The group I’m involved with, as my job, has released some software: Appalachian, an OpenID add-on for Firefox 2.x. It’s under a BSD style license. It helps you manage multiple OpenID, and smooth the process of logging into sites using OpenID.
OpenID is a good example of a solution that has lots of benefits and lots of risks. It sits in that part of the risk/benefit plane where our brains don’t like to sit.
It’s great because it has strong adoption drivers: not to hard for web sites to use, not too hard for users to understand, and easy for lots of identity providers to add to their offerings (and more importantly it’s very good for them). So, it’s very likely that OpenID will get a slew of adoption.
It’s risky because it encourages people to adopt a single global identifier; and that’s bad because it makes it easy for arbitrary 3rd parties to aggregate data about them.

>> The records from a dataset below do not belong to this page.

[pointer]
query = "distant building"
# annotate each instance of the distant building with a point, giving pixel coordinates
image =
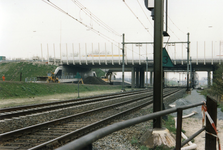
(2, 58)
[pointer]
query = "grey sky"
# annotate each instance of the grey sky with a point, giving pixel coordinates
(26, 24)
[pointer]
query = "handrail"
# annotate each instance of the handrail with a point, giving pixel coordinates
(91, 137)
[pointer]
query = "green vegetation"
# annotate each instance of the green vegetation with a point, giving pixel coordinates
(23, 89)
(99, 72)
(134, 141)
(12, 70)
(170, 124)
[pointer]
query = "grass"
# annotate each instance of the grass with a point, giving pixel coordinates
(206, 92)
(12, 70)
(23, 89)
(169, 124)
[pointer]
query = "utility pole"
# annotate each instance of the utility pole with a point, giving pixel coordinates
(158, 68)
(188, 53)
(123, 63)
(191, 83)
(147, 72)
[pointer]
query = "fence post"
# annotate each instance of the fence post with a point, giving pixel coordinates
(210, 141)
(179, 128)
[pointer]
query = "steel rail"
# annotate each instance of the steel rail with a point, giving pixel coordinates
(66, 104)
(8, 135)
(71, 134)
(3, 110)
(90, 138)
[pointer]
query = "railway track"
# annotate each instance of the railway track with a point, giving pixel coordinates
(51, 134)
(8, 113)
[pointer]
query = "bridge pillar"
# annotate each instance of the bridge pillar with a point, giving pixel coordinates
(133, 77)
(151, 78)
(209, 79)
(142, 78)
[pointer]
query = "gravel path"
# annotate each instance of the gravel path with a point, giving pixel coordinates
(127, 139)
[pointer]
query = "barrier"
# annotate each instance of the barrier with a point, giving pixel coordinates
(210, 141)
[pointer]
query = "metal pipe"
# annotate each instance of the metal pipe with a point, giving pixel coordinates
(93, 136)
(153, 42)
(166, 15)
(179, 128)
(188, 53)
(158, 68)
(146, 72)
(123, 63)
(193, 136)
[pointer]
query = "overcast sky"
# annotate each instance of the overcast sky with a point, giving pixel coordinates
(26, 24)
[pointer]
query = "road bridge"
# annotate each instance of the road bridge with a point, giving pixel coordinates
(135, 66)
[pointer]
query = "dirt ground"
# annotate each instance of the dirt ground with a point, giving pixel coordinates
(192, 125)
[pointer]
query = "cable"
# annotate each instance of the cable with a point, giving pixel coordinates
(95, 18)
(91, 28)
(144, 13)
(137, 17)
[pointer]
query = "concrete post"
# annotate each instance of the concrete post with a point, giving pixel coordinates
(123, 63)
(158, 69)
(188, 53)
(151, 78)
(209, 79)
(142, 78)
(137, 77)
(133, 77)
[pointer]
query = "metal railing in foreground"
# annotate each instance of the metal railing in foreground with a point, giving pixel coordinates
(210, 141)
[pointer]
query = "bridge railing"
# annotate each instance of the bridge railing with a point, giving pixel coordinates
(210, 141)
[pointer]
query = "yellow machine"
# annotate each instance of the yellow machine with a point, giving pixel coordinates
(82, 82)
(107, 77)
(50, 78)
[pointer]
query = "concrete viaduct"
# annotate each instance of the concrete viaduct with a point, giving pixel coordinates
(137, 67)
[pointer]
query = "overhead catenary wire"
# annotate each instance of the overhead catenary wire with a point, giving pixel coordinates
(95, 18)
(137, 17)
(144, 12)
(89, 27)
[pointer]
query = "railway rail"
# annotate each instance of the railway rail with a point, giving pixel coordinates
(54, 133)
(8, 113)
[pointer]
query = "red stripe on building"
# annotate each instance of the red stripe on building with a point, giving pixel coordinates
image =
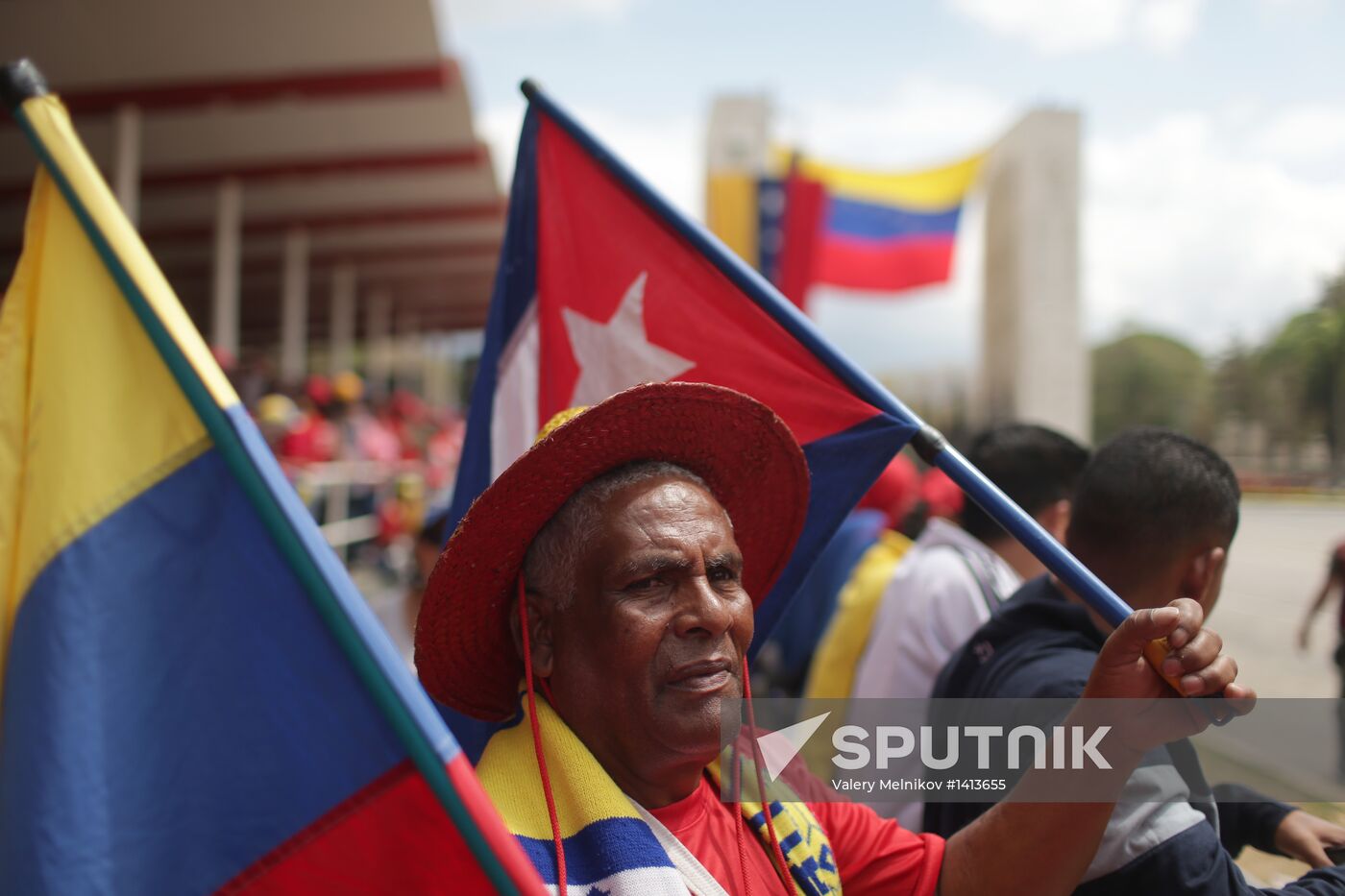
(185, 94)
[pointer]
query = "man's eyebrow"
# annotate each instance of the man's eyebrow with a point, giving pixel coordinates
(725, 560)
(651, 564)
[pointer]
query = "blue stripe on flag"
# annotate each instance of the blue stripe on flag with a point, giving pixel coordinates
(843, 466)
(143, 667)
(599, 851)
(878, 222)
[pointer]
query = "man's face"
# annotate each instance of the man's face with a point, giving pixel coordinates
(656, 630)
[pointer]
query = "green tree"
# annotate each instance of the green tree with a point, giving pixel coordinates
(1147, 378)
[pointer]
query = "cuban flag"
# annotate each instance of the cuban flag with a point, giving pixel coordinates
(604, 285)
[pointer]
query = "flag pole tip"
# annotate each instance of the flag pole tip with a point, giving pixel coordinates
(22, 81)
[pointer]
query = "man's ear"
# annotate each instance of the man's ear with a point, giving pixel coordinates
(1204, 576)
(1055, 519)
(538, 633)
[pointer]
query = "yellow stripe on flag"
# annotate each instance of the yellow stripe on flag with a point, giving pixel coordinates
(928, 190)
(730, 213)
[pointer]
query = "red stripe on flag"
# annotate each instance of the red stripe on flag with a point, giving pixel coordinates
(901, 264)
(804, 204)
(389, 837)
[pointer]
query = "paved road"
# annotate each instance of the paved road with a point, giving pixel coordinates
(1275, 567)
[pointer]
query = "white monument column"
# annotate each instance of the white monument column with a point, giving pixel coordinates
(125, 161)
(1035, 362)
(293, 307)
(342, 348)
(228, 257)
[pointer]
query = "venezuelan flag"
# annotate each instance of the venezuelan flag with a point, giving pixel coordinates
(192, 694)
(867, 230)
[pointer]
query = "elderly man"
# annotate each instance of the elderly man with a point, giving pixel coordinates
(615, 568)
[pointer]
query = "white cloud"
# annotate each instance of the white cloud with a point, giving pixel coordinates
(1307, 133)
(1166, 26)
(1186, 231)
(917, 121)
(1072, 26)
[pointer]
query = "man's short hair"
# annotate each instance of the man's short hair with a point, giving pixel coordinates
(1150, 493)
(1035, 466)
(551, 560)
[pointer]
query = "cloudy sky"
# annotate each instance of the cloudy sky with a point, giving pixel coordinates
(1213, 131)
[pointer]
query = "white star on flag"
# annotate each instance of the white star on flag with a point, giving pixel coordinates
(618, 354)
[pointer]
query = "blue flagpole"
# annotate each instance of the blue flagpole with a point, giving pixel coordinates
(928, 443)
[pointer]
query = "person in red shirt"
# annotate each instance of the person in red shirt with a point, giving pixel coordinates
(614, 569)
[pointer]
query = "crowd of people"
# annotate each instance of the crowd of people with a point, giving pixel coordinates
(393, 456)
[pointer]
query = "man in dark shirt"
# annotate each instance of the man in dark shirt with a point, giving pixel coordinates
(1154, 517)
(1334, 584)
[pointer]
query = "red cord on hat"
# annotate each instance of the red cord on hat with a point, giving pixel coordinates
(777, 855)
(537, 738)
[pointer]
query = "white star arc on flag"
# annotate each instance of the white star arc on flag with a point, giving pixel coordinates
(618, 354)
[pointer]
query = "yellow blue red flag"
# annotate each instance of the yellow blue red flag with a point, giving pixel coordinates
(881, 231)
(192, 695)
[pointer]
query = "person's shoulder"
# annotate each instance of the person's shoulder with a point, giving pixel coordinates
(1021, 651)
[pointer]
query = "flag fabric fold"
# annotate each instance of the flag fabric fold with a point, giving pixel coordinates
(602, 285)
(192, 694)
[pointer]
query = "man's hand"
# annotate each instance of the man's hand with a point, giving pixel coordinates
(1305, 837)
(1194, 660)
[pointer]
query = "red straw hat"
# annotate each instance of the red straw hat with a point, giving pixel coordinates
(748, 458)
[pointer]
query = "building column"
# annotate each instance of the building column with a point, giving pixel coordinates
(1035, 362)
(293, 308)
(342, 348)
(407, 368)
(229, 224)
(125, 161)
(379, 323)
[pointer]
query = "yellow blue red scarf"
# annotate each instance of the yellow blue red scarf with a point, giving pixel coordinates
(609, 849)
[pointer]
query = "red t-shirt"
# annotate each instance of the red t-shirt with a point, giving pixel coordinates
(873, 855)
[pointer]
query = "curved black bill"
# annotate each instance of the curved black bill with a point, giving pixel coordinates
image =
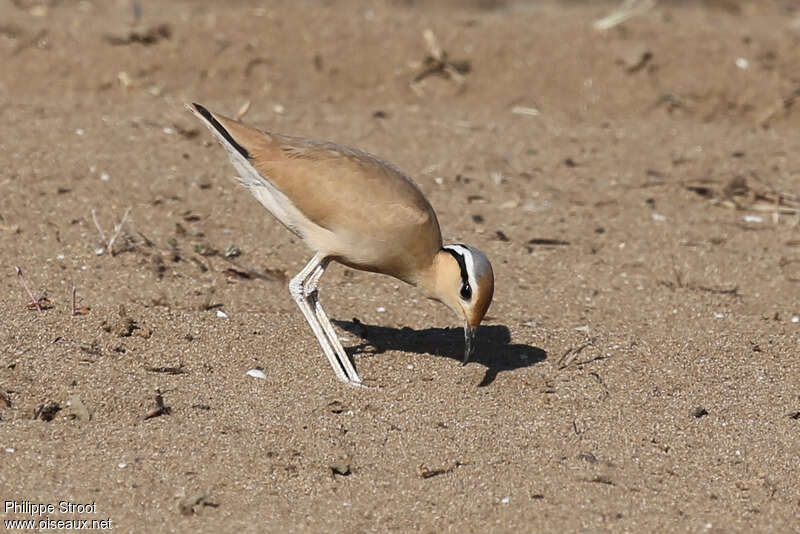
(469, 344)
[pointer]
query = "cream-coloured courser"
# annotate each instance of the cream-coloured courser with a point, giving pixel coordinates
(354, 208)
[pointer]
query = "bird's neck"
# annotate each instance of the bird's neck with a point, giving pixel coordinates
(437, 282)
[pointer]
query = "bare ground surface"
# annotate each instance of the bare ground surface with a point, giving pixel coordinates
(638, 371)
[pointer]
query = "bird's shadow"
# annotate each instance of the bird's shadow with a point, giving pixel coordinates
(494, 349)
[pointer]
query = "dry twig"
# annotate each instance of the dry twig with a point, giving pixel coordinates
(34, 301)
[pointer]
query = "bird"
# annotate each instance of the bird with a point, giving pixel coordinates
(356, 209)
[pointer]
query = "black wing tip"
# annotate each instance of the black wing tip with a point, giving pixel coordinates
(221, 129)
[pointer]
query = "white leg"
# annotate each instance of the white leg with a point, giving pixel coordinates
(313, 299)
(298, 290)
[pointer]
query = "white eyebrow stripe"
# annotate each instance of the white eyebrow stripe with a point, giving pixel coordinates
(466, 253)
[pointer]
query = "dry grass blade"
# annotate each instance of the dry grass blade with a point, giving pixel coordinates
(571, 354)
(628, 9)
(34, 300)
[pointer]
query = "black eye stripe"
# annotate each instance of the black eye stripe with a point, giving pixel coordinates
(466, 290)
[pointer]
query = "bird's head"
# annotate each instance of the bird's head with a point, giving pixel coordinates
(465, 283)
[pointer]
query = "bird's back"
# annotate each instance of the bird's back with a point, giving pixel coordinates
(349, 204)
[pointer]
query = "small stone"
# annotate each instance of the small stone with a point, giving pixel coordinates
(698, 412)
(256, 373)
(341, 467)
(78, 409)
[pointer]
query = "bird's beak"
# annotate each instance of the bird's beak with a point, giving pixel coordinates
(469, 343)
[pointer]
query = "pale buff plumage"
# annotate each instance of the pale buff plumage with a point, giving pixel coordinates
(354, 208)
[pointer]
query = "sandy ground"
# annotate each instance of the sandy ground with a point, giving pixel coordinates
(636, 190)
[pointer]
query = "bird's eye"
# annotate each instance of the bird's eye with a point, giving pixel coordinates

The global identifier problem in internet identity systems is a puzzle. If you hang out with Semantic Web people for a while you begin to see a picture of the future were by giving every entity it’s only URI we can then casually make statements about those entities. How many URI denote the same entity quickly becomes a problem to which all the social sciences have something to contribute.
I have a strong opinion about this. I think entities should have more URI, not less; but that it is the nature of our technology that we are likely to rapidly head in exactly the opposite direction. I.e. what I want is entirely in conflict with what I believe very strong forces are going to deliver.
So I’m curious about how to fight back. For example how could we enable users to have billions of OpenID, rather than one (or a handful)? Appalachian is, among other things, a step in that direction.